Michael Botting

Personal information
- Full name: Michael Botting
- Batting: Unknown

Domestic team information
- 1829: Sussex

Career statistics
| Competition | First-class |
| Matches | 1 |
| Runs scored | 11 |
| Batting average | 11.00 |
| 100s/50s | –/– |
| Top score | 9* |
| Balls bowled | – |
| Wickets | – |
| Bowling average | – |
| 5 wickets in innings | – |
| 10 wickets in match | – |
| Best bowling | – |
| Catches/stumpings | –/– |
- Source: Cricinfo, 18 December 2011

= Michael Botting =

English cricketer

Michael Botting (dates of birth and death unknown) was an English cricketer. Botting's batting style is unknown. Although his date of birth is not recorded, it is known he was christened on 8 January 1795 at Wiston, Sussex.
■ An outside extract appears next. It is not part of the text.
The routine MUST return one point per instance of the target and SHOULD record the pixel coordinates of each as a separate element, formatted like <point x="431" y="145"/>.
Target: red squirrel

Botting made a single first-class appearance for Sussex against Kent at the Royal New Ground, Brighton in 1829. Kent were dismissed for 96 in their first-innings, in response Sussex were dismissed for 77, with Botting ending the innings unbeaten on 9. Kent were dismissed for just 44 in their second-innings, in response Sussex made 66/8 to win the match by 2 wickets, with Botting scoring 2 runs in that innings, though which bowler took his wicket is not recorded.